Утром рано он ворвался к нам. Какое перышко сдунуло с его черт этого вчерашнего Веллемана? Сдунуло весь этот год. Юный, юный, как в Москве. «Сегодня не будет колледжа, сегодня я весь с вами – можно?… Я не помню, что вы уедете» И я, сразу и без остатка счастливая: я не помню, что я уеду. Втроем идем гулять – идем во Францию. Четверть часа ходьбы и – граница, дружелюбно переговариваясь друг против друга, на двух концах мостика швейцарский и французский часовые. Француз шутливо осматривает корзиночку с завтраком, взятым нами из отеля. Лесистая Юра уступами, зелеными каскадами ниспадает, открывая к западу синеющие дали лугов, перелесков, вьющихся ручьев. Дальше островерхие колокольни, позвякивание дальних коров. Июльская тишь. Лежим на скошенном французском сене. Счастливая Франция!

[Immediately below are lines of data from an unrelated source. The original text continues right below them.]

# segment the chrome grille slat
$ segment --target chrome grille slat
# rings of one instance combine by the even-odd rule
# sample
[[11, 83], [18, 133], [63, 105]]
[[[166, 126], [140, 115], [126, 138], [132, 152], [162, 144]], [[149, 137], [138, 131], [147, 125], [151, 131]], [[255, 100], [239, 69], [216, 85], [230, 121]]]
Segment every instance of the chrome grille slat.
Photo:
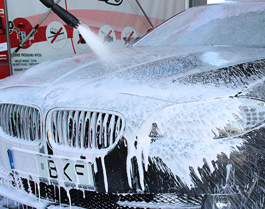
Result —
[[73, 144], [74, 147], [80, 147], [79, 141], [79, 115], [80, 112], [76, 111], [74, 116], [74, 141]]
[[12, 104], [0, 104], [0, 126], [13, 137], [38, 141], [41, 138], [40, 114], [36, 108]]
[[[58, 119], [57, 119], [57, 129], [58, 129], [58, 139], [63, 138], [63, 112], [61, 111], [59, 111], [58, 114]], [[60, 142], [60, 144], [62, 144], [62, 142]]]
[[69, 136], [68, 136], [68, 115], [69, 113], [67, 111], [63, 112], [63, 140], [61, 140], [61, 141], [60, 143], [60, 144], [65, 144], [69, 145]]
[[70, 111], [68, 115], [68, 144], [70, 146], [72, 147], [73, 146], [73, 138], [74, 138], [74, 111]]
[[103, 137], [104, 147], [108, 147], [108, 122], [109, 116], [110, 115], [109, 114], [106, 114], [104, 117], [104, 120], [103, 121], [102, 137]]
[[[81, 111], [80, 114], [80, 117], [79, 118], [79, 122], [78, 123], [78, 127], [79, 128], [79, 138], [80, 140], [80, 147], [83, 148], [85, 147], [85, 118], [86, 117], [86, 113], [84, 111]], [[83, 124], [84, 124], [83, 125]]]
[[87, 148], [91, 148], [91, 138], [89, 131], [90, 130], [90, 121], [91, 121], [91, 112], [87, 112], [86, 114], [86, 117], [85, 117], [85, 142], [84, 144], [84, 147]]
[[109, 112], [57, 109], [48, 115], [52, 142], [77, 149], [108, 148], [120, 139], [124, 126], [121, 116]]

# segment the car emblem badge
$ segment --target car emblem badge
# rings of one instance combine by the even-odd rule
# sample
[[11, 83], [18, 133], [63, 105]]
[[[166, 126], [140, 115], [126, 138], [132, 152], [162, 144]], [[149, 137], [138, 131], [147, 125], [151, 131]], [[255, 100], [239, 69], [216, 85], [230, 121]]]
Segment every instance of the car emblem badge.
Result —
[[46, 97], [46, 99], [48, 100], [58, 99], [63, 95], [65, 91], [65, 89], [63, 88], [56, 89], [48, 94]]

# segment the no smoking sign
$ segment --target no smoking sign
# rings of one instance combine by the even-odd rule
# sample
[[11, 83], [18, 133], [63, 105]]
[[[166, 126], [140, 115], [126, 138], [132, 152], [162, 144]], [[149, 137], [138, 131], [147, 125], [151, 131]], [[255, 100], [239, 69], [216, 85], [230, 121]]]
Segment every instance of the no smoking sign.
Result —
[[67, 32], [62, 23], [54, 21], [47, 26], [46, 38], [52, 48], [61, 49], [65, 46], [67, 42]]

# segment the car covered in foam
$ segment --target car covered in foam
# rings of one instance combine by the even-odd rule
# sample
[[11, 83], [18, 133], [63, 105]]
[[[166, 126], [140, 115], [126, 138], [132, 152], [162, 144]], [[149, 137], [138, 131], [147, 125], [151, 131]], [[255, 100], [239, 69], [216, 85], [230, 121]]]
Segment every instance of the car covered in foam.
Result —
[[265, 3], [0, 82], [0, 194], [36, 208], [261, 209]]

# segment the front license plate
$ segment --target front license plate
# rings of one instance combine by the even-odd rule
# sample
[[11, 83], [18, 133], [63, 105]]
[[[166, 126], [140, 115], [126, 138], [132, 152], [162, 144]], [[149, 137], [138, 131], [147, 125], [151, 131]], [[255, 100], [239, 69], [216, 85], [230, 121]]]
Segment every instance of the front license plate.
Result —
[[71, 188], [95, 191], [93, 164], [62, 159], [21, 150], [8, 149], [12, 173], [37, 182]]

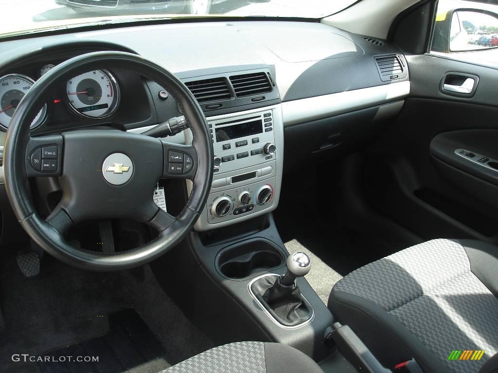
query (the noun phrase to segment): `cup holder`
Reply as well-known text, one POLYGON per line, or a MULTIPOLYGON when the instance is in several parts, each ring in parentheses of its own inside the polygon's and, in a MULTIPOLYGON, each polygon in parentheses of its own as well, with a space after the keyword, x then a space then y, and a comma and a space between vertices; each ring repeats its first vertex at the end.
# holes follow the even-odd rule
POLYGON ((222 250, 218 255, 218 271, 229 279, 253 277, 283 265, 281 251, 264 241, 254 241, 222 250))

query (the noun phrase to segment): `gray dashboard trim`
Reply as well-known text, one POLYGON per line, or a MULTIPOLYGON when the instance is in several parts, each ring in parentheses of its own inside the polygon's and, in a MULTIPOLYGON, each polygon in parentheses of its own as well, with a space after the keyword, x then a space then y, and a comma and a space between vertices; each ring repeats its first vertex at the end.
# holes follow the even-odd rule
POLYGON ((284 127, 394 101, 409 93, 410 82, 405 81, 283 102, 284 127))

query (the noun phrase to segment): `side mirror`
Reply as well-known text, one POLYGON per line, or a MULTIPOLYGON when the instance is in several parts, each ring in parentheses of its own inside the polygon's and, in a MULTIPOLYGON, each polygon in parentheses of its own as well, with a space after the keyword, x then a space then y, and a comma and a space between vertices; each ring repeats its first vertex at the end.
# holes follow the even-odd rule
POLYGON ((431 50, 451 53, 498 47, 498 14, 486 9, 438 13, 431 50))

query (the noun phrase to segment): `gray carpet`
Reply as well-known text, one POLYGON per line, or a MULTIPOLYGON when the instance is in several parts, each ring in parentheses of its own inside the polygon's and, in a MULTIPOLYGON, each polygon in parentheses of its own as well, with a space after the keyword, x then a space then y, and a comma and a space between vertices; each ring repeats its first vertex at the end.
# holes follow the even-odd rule
POLYGON ((93 273, 46 255, 33 278, 21 275, 14 258, 5 258, 0 268, 5 323, 0 330, 2 372, 38 373, 36 364, 12 362, 12 355, 39 356, 104 335, 109 314, 125 308, 136 311, 166 351, 140 367, 141 373, 156 373, 214 347, 164 293, 148 266, 93 273))
POLYGON ((290 254, 302 251, 310 257, 311 260, 311 269, 309 273, 305 276, 305 278, 326 305, 332 286, 342 279, 343 277, 303 246, 297 240, 291 240, 286 242, 285 245, 290 254))

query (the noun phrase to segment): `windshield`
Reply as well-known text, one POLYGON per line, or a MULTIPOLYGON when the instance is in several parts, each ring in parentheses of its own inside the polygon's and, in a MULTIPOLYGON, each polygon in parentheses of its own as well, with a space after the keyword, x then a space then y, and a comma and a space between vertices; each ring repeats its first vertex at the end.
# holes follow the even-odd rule
POLYGON ((182 17, 321 18, 356 0, 0 0, 0 37, 89 24, 182 17), (10 15, 7 16, 7 15, 10 15))

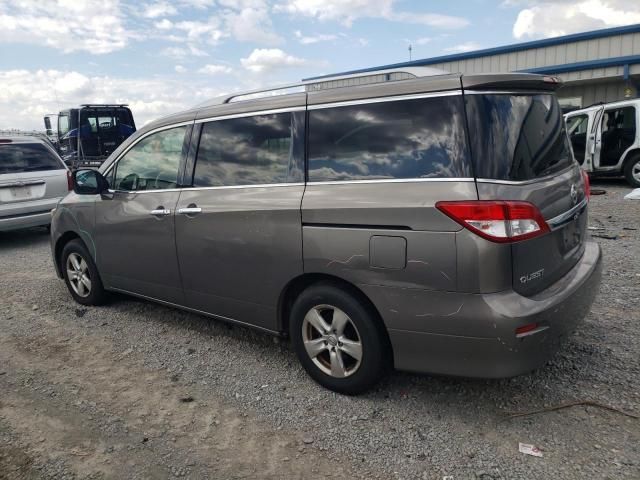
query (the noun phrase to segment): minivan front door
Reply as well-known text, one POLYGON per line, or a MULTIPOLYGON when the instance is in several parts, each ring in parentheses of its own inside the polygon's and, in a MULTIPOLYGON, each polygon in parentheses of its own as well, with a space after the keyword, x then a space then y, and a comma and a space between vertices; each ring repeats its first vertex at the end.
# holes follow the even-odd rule
POLYGON ((303 111, 204 123, 176 214, 188 307, 278 329, 279 296, 303 271, 303 139, 303 111))
POLYGON ((143 137, 108 173, 113 192, 96 204, 96 258, 107 288, 184 303, 174 214, 188 131, 143 137))

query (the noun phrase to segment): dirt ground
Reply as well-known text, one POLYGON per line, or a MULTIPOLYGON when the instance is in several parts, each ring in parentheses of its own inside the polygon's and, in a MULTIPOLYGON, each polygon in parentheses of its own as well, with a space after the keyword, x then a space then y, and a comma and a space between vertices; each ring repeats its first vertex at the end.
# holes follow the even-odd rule
POLYGON ((81 308, 43 229, 0 234, 0 479, 640 479, 640 202, 596 182, 603 286, 548 366, 501 381, 396 373, 321 389, 286 343, 116 296, 81 308), (531 441, 544 458, 518 453, 531 441))
POLYGON ((276 431, 193 386, 187 395, 164 369, 141 367, 104 338, 30 308, 12 317, 40 328, 0 337, 0 436, 17 437, 0 441, 0 478, 58 478, 51 470, 58 460, 70 472, 59 478, 350 475, 348 464, 314 458, 295 432, 276 431))

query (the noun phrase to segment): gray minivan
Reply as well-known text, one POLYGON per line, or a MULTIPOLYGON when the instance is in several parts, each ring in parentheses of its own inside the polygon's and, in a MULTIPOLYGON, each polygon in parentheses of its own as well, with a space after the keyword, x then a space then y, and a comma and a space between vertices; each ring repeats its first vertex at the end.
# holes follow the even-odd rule
POLYGON ((544 364, 596 295, 555 78, 382 71, 149 124, 53 213, 58 276, 277 335, 355 394, 544 364))

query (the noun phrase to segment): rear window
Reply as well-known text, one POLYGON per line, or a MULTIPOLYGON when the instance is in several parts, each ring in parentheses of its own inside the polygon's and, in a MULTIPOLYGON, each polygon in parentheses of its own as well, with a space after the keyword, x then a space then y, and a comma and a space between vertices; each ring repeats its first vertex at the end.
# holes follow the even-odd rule
POLYGON ((533 180, 572 160, 562 111, 554 95, 466 95, 475 174, 533 180))
POLYGON ((309 180, 470 177, 461 96, 309 112, 309 180))
POLYGON ((0 174, 63 169, 41 143, 0 144, 0 174))

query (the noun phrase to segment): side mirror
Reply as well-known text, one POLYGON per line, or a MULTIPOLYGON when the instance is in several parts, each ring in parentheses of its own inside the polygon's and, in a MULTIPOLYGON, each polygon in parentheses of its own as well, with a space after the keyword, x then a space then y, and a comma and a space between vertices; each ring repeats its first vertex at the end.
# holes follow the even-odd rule
POLYGON ((76 170, 72 178, 73 191, 78 195, 98 195, 109 189, 109 182, 97 170, 76 170))

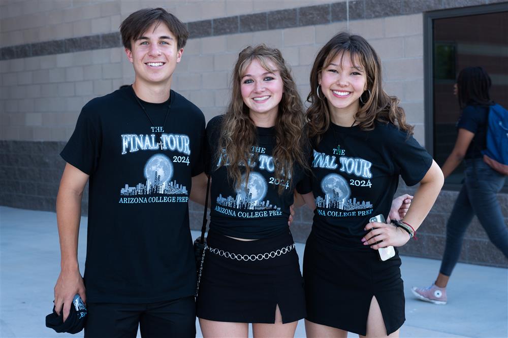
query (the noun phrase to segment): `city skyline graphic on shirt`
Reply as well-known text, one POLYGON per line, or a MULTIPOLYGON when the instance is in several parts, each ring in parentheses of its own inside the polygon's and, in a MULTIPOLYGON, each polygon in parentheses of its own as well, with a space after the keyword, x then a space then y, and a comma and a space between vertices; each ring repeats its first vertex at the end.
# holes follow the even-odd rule
POLYGON ((321 180, 321 190, 324 196, 315 197, 316 207, 320 209, 340 210, 361 210, 373 207, 369 201, 357 201, 350 198, 351 189, 345 179, 337 174, 330 174, 321 180))
POLYGON ((179 184, 173 177, 173 163, 168 156, 157 154, 146 161, 143 170, 146 181, 130 186, 126 183, 120 190, 123 196, 139 195, 176 195, 188 194, 187 188, 179 184))
POLYGON ((223 197, 219 194, 217 204, 240 210, 280 210, 280 208, 270 204, 270 200, 263 200, 268 190, 266 180, 259 173, 250 172, 248 181, 245 182, 245 174, 242 175, 240 188, 236 190, 236 196, 223 197))

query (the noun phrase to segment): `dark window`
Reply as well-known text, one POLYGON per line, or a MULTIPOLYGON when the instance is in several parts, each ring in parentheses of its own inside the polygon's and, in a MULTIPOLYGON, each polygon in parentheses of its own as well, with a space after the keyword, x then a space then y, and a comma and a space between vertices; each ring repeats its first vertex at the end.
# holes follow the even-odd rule
MULTIPOLYGON (((451 10, 448 17, 446 11, 426 15, 430 36, 426 56, 432 58, 426 60, 427 72, 432 72, 426 76, 426 99, 431 98, 426 106, 426 140, 431 142, 426 144, 431 145, 428 150, 439 165, 451 153, 457 138, 460 110, 453 86, 461 70, 483 67, 492 80, 491 98, 508 107, 508 12, 506 7, 502 9, 485 6, 451 10), (482 12, 485 14, 480 14, 482 12)), ((463 163, 447 179, 448 187, 460 184, 463 173, 463 163)))

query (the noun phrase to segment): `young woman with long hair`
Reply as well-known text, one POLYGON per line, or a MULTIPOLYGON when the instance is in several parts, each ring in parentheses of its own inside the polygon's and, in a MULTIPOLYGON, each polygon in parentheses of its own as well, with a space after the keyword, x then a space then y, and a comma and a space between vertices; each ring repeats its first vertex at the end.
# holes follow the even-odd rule
POLYGON ((462 240, 473 216, 478 217, 491 242, 508 258, 508 229, 496 194, 505 176, 483 160, 490 99, 490 77, 481 67, 468 67, 457 79, 456 90, 462 114, 457 123, 455 145, 442 166, 444 177, 465 160, 464 184, 455 200, 447 223, 446 245, 437 278, 426 288, 412 288, 419 298, 434 304, 446 304, 446 287, 459 260, 462 240))
POLYGON ((295 188, 308 192, 303 106, 277 49, 245 48, 232 78, 226 114, 206 128, 211 211, 197 315, 205 337, 247 337, 249 323, 255 336, 292 337, 305 315, 288 224, 295 188))
MULTIPOLYGON (((278 49, 247 47, 232 78, 227 112, 206 128, 211 212, 197 315, 205 337, 246 337, 249 323, 255 337, 292 337, 305 315, 288 227, 294 193, 310 191, 303 107, 278 49)), ((206 185, 205 174, 193 180, 193 200, 204 204, 206 185)), ((393 212, 410 203, 398 197, 393 212)))
POLYGON ((315 208, 304 256, 309 337, 398 336, 405 318, 396 247, 415 234, 442 185, 398 99, 383 90, 381 67, 364 38, 342 32, 318 52, 311 72, 313 194, 304 196, 315 208), (407 214, 392 224, 371 222, 389 215, 399 175, 408 185, 420 183, 407 214), (382 261, 377 249, 388 246, 395 255, 382 261))

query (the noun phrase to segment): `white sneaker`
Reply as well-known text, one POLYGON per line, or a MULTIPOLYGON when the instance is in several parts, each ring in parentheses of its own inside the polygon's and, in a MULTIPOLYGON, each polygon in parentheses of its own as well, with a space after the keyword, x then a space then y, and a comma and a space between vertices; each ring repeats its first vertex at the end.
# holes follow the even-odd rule
POLYGON ((417 298, 438 305, 444 305, 447 302, 446 288, 440 288, 435 284, 426 288, 414 287, 411 291, 417 298))

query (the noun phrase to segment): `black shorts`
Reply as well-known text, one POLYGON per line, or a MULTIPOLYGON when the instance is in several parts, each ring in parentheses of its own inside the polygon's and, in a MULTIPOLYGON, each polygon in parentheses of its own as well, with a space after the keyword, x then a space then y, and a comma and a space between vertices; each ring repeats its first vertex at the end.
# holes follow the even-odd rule
POLYGON ((283 323, 305 317, 303 280, 289 231, 272 238, 248 242, 210 232, 207 243, 228 253, 206 251, 196 301, 198 317, 219 322, 273 324, 277 305, 283 323), (231 253, 234 257, 241 254, 247 260, 232 259, 231 253), (258 260, 263 254, 264 257, 258 260), (255 256, 257 258, 251 260, 255 256))
POLYGON ((303 256, 306 319, 365 335, 375 296, 387 334, 396 331, 405 320, 400 266, 398 254, 382 261, 376 250, 341 250, 311 232, 303 256))
POLYGON ((196 336, 194 296, 147 304, 87 303, 85 337, 196 336))

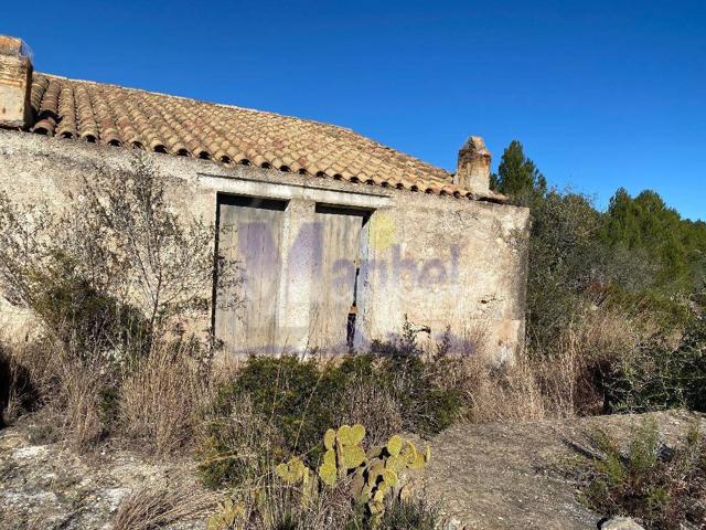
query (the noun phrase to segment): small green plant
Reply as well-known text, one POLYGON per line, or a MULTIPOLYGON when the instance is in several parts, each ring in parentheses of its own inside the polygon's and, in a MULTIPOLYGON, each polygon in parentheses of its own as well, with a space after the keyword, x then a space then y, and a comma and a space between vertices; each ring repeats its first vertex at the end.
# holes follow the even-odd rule
POLYGON ((677 448, 663 445, 650 422, 625 448, 597 431, 590 452, 593 458, 579 465, 581 499, 597 512, 629 515, 649 529, 706 523, 706 437, 698 431, 677 448))
POLYGON ((431 454, 429 446, 420 453, 413 442, 398 435, 366 453, 362 445, 364 438, 365 427, 360 424, 327 431, 325 452, 317 474, 319 488, 311 479, 313 474, 299 458, 280 464, 276 471, 287 484, 301 486, 304 502, 320 488, 333 488, 339 480, 347 480, 353 502, 362 508, 370 526, 377 528, 385 515, 386 499, 398 490, 400 475, 406 469, 422 468, 431 454))

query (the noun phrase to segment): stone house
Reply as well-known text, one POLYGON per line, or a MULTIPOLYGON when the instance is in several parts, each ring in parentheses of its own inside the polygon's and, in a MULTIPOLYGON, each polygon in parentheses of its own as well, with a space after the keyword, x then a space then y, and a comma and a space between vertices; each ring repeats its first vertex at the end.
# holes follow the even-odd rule
POLYGON ((451 173, 343 127, 38 73, 0 36, 0 190, 65 204, 93 162, 132 150, 244 264, 245 307, 213 309, 229 351, 360 347, 405 318, 430 340, 482 326, 494 354, 522 347, 528 211, 489 189, 482 138, 451 173))

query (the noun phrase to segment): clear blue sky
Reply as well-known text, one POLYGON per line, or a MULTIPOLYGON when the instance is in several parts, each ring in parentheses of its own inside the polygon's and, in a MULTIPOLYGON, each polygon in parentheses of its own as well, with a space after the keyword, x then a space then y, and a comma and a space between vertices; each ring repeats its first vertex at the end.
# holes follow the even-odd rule
POLYGON ((6 2, 35 67, 351 127, 453 169, 514 138, 550 183, 706 220, 706 1, 6 2))

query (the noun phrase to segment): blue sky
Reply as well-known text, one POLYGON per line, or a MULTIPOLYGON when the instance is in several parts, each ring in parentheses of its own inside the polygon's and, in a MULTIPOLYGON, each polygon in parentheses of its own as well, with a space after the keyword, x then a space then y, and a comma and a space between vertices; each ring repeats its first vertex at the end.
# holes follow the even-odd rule
POLYGON ((35 67, 350 127, 453 169, 520 139, 605 206, 706 220, 706 2, 8 2, 35 67))

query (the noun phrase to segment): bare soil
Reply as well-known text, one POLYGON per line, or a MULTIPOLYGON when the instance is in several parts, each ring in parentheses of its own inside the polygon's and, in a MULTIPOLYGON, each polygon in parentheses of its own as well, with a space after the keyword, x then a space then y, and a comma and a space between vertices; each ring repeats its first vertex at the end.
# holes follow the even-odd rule
MULTIPOLYGON (((432 457, 415 477, 439 504, 451 529, 591 529, 601 513, 577 501, 576 486, 557 469, 579 453, 586 433, 601 427, 623 439, 640 422, 655 421, 674 445, 706 416, 673 411, 512 424, 458 424, 431 441, 432 457)), ((143 486, 203 492, 193 459, 151 459, 109 446, 76 455, 60 443, 39 443, 36 427, 0 431, 0 529, 110 529, 116 510, 143 486)), ((213 505, 221 495, 213 495, 213 505)), ((205 528, 203 517, 168 528, 205 528)))

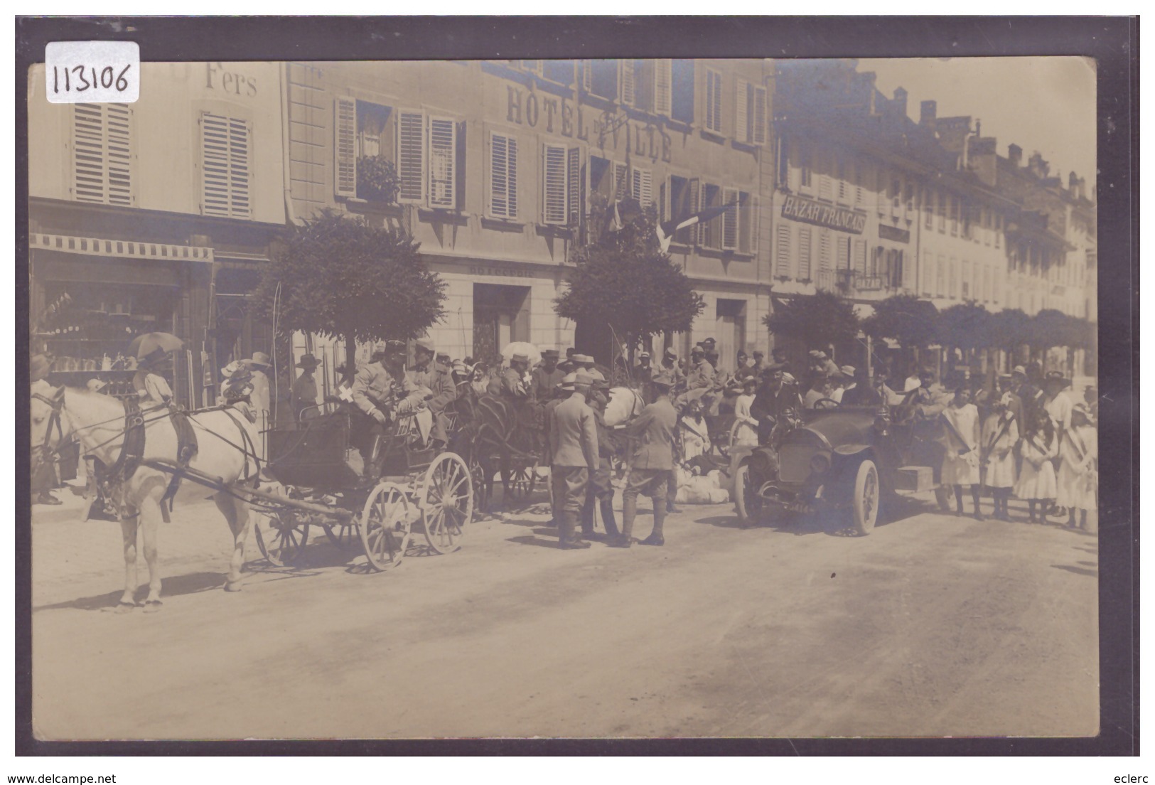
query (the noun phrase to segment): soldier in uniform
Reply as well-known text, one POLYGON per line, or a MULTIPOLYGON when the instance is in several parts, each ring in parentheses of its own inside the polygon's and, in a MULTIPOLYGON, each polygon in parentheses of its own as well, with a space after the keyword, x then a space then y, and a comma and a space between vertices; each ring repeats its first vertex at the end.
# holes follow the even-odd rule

На другой день: сегодня опять во Францию? Да. О, да. Сестра мне: что с ним? Что с вами? Молчу. Не говорим мы с ним больше ни о лекции, ни о чем, что будет, пугливо сторонимся будущего, о букашке ползущей по стеблю, о воспоминаниях детства. Смеемся. Пробираемся в зарослях, не спешим, высвобождая один другого из цепких веток, без нужды переходим ручей, раз и другой раз, и третий, протягивая друг другу руки. Не скажешь, конец ли, начало? Только вдруг его взгляд: о, захоти же! И недоуменно, тихо скажет: какая вы странная, какая… Да, я не захотела бороться за него. Конечно, не ради английской девушки, с детства любившей его и в этот страшный для него год неизменной преданностью завоевавшей свое счастье. Да, он и не нарушил бы, не мог бы нарушить слово «энгеджет»: не того он закала, но был бы весь восторг, вся мука борьбы за свою любовь. Мне же слаще: «не помнить…» Так в призрачном блаженстве прожили мы до минуты расставания.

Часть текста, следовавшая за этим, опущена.